An intrinsic volcanic fissure situated at the end of a road paved by hands using granitic multicolored stones, Tundavala is a breathtaking escarpment rising some 400 feet from the beautiful plain bellow, providing a wonderful location to view the sunset, popular destination for romantic escapes and a guarantee of good Instagram moments. Clouds can be seen bellow providing a feeling of standing in the skies, with abundant oxygen, plenty of fresh air. Curious monkeys can be seen and the occasional eagles patrol the skies. The bottom part of Tundavala’s cliff is painted with a wide green plateau dotted with odd-shaped hills that stretch to the sea far away, in Namibe.

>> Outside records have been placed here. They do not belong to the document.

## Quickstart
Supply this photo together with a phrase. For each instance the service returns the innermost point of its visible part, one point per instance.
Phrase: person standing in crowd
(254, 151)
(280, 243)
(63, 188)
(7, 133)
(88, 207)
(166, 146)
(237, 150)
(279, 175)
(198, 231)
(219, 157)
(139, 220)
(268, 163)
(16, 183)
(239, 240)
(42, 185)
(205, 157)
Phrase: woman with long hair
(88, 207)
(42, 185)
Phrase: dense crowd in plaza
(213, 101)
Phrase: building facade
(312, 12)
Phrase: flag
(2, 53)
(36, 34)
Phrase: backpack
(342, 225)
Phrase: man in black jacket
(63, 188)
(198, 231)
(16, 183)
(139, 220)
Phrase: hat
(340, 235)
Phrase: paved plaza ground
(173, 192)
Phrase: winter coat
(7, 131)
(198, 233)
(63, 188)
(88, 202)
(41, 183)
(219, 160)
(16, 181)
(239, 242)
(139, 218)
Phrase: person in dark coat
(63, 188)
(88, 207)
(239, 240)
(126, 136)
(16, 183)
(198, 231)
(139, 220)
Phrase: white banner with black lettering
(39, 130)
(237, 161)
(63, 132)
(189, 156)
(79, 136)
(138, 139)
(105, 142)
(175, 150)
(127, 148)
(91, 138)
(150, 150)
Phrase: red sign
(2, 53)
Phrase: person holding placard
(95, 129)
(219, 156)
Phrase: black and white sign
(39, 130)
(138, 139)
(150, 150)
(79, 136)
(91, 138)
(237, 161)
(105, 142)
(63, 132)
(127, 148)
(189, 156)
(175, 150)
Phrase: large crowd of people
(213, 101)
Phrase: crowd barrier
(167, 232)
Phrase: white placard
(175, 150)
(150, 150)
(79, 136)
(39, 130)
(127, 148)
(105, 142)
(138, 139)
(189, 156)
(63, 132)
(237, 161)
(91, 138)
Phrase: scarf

Not tales but recent history allow to describe this beautiful place as hunted, for the place has witnessed and swallowed the life sons and daughter of the motherland, they were thrown into the 8 second-long fall abyss. Rattling and cracking of bones would have been the most common sound, today replaced with the sounds of stones hitting stone when the apparently unaware couples and kids enter into the new ritual of accessing how long it takes for pebbles to hit bottom. The place is not scattered with skulls of the less fortunate, nor has it traces of the red liquid that circulated the veins on those the ground has blessed, one has to read the writings on the stones, in dark for mourning of the ones departed against their will and in white for hope, hope that life never really ends.
To those aware of the past, Tundavala is a mass grave, emptied of its bones; still the hazy feeling never really leaves one’s presence when looking down the fissure. Fear dizziness and emptiness can fill one’s soul, yet the brave ones arm themselves with courage not only to throw stones but to capture the fault like structure in its minimal details, perhaps to rewrite the location in silent descriptions, unbiased and stripped of its history, printed on paper without captions nor history. Just quiet beauty.